In tal caso non esiste una reale legislazione che regoli l’adeguamento del canone e vale ciò che firmato ad inizio locazione: il consiglio non può che essere quello di leggere attentamente il contratto per capire come comportarsi in casi di richiesta dell’aggiornamento dopo del tempo dalla variazione dell’indice Istat.

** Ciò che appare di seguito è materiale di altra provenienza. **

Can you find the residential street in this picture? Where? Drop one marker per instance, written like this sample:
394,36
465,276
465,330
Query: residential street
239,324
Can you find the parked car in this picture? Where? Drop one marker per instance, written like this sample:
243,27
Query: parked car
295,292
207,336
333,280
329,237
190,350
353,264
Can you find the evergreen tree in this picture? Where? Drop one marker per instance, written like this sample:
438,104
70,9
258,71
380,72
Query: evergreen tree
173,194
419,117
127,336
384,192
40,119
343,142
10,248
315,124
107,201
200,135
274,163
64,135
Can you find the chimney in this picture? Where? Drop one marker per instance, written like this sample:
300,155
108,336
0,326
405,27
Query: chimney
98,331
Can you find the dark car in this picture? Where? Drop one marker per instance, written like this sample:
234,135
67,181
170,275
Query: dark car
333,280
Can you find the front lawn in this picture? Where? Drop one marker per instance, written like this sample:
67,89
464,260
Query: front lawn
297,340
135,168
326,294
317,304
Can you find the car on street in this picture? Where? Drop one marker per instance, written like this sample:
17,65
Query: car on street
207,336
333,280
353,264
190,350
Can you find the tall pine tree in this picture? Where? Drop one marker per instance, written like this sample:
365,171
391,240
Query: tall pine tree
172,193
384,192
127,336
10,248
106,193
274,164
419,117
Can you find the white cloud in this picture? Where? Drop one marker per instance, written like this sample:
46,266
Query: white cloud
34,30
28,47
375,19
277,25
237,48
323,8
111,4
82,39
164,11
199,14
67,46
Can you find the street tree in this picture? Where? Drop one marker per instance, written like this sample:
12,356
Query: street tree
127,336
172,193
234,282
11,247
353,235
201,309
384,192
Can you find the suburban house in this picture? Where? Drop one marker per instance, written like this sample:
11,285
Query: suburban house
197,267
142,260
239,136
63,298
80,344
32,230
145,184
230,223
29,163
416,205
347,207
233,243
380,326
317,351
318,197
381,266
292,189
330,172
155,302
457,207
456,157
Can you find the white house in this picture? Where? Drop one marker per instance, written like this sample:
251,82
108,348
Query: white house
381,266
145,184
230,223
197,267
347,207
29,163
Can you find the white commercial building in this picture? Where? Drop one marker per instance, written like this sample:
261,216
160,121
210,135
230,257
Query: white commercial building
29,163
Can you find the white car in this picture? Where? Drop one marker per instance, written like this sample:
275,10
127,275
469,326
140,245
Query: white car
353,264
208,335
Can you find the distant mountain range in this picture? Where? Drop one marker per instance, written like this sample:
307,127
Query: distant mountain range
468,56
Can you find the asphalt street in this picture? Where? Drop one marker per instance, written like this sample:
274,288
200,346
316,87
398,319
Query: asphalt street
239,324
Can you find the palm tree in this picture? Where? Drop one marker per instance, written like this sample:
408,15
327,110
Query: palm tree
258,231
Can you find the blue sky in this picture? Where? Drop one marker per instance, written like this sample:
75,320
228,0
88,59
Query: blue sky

Le situazioni più tipiche in cui un locatario può incappare sono, generalmente, due:
- Se nella clausola per l’adeguamento del canone di locazione è direttamente specificato “a richiesta” del locatore, varranno le regole previste per i contratti a canone concordato (3+2 anni) sopra descritte. Dunque anche in questo caso nessun aumento sarà dovuto se non espressamente richiesto e non possono venir richiesti gli arretrati per il periodo precedente alla richiesta;
- Se il contratto contiene la formula “adeguamento automatico anche senza esplicita richiesta”, sarà allora l’inquilino a doversi informare ed adeguare i pagamenti dell’importo dovuto, aumentato o diminuito a seconda delle variazioni Istat. In caso di mancato adeguamento il proprietario in questo caso avrà diritto anche agli arretrati accumulati, ma solo nel limite dei precedenti 5 anni, poiché è prevista la prescrizione degli aumenti anteriori.
Per il marzo 2016, ad esempio, la variazione sarà del -0,3% per la variazione annuale 100% e del -0,225% per la variazione ridotta al 75%. La variazione biennale 100% si assesta sul -0,5%, mentre la variazione ridotta al 75% sarà del -0,375%. Dunque, per il mese di marzo 2016, tutta a vantaggio dell’affittuario.